Popova grew up with a strong interest in art, especially Italian Renaissance painting. At eleven years old she began formal art lessons at home; she was first enrolled in Yaltinskaia's Women's Gymnasium, then in Arseneva's Gymnasium in Moscow. By the age of 18 she was studying with Stanislav Zhukovsky, and in 1908 entered the private studios of Konstantin Yuon and Ivan Dudin. In 1912 to 1913, she began attending the studios of the Cubist painters Henri Le Fauconnier and Jean Metzinger at Académie de La Palette in Paris.
Popova was one of the first female pioneers in Cubo-Futurism. Through a synthesis of styles she worked towards what she termed painterly architectonics. After first exploring Impressionism, by 1913, in Composition with Figures, she was experimenting with the particularly Russian development of Cubo-Futurism: a fusion of two equal influences from France and Italy.

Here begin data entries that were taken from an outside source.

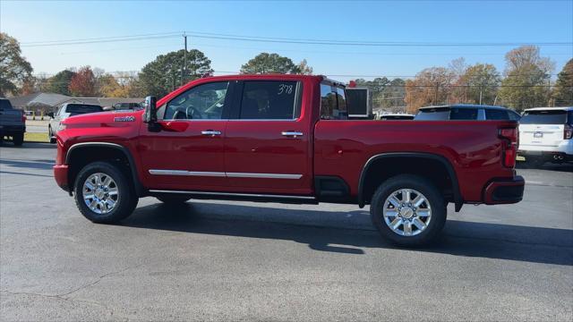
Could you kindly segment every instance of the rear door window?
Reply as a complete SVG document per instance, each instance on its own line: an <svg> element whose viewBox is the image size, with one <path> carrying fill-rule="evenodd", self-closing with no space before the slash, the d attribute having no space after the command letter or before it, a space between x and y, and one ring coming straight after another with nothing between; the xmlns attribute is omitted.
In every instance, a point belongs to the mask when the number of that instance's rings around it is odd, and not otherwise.
<svg viewBox="0 0 573 322"><path fill-rule="evenodd" d="M243 120L295 120L301 114L300 81L247 80L243 88Z"/></svg>
<svg viewBox="0 0 573 322"><path fill-rule="evenodd" d="M509 114L505 110L485 109L486 120L509 120Z"/></svg>
<svg viewBox="0 0 573 322"><path fill-rule="evenodd" d="M477 120L477 108L453 107L449 112L449 119L458 121Z"/></svg>
<svg viewBox="0 0 573 322"><path fill-rule="evenodd" d="M65 111L70 114L70 116L88 114L88 113L102 112L103 110L104 109L99 106L84 105L84 104L70 104L65 109Z"/></svg>
<svg viewBox="0 0 573 322"><path fill-rule="evenodd" d="M565 124L567 112L563 110L544 110L526 112L519 120L521 124Z"/></svg>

Her painting The Violin of 1914 suggests the development from Cubism towards the "painterly architectonics" series of 1916–1918. This series defined her distinct artistic trajectory in abstract form. The canvas surface is an energy field of overlapping and intersecting angular planes in a constant state of potential release of energy. At the same time the elements are held in a balanced and proportioned whole as if linking the compositions of the classical past to the future. Color is used as the iconic focus; the strong primary color at the center drawing the outer shapes together. Popova's superimposed planes and strong color have the objective presence of actual space and materials.
As early as 1917, in parallel with her Suprematist work, the artist had made fabric designs and worked on Agitprop books and posters, In the Tenth State Exhibition: Non Objective Creativity and Suprematism, 1918, she contributed the architectonic series of paintings. She continued painting advanced abstract works until 1921. In 1923 she began creating designs for fabric to be manufactured by the First State Textile Printing Works in Moscow. From 1921 to 1924 Popova became entirely involved in Constructivist projects, sometimes in collaboration with Varvara Stepanova, the architect Alexander Vesnin and Alexander Rodchenko.

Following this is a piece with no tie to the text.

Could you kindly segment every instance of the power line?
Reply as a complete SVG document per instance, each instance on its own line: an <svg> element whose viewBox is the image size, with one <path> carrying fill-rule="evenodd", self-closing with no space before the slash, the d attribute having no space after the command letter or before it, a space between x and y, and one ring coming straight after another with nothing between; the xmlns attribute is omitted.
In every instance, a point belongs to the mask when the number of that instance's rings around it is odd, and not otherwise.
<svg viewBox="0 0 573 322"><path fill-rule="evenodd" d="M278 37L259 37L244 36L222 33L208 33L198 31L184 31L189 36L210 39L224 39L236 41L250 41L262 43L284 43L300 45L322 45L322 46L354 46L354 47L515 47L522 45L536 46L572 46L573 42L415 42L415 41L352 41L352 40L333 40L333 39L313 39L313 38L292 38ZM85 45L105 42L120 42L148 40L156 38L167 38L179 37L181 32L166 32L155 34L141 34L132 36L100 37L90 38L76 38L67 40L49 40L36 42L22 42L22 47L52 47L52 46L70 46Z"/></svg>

Popova died at the peak of her artistic powers two days after the death of her son, from whom she had contracted scarlet fever in 1924 in Moscow at age 35. A large exhibition of her work opened in Moscow from December 21, 1924 to January 1925, at Stroganov Institute, Moscow. The exhibition included Popova's works such as seventy-seven paintings, as well as books, posters, textile designs, and line engravings. "Artist-Constructor" was the term applied to Popova by her contemporaries in the catalogue of the artist's posthumous exhibition.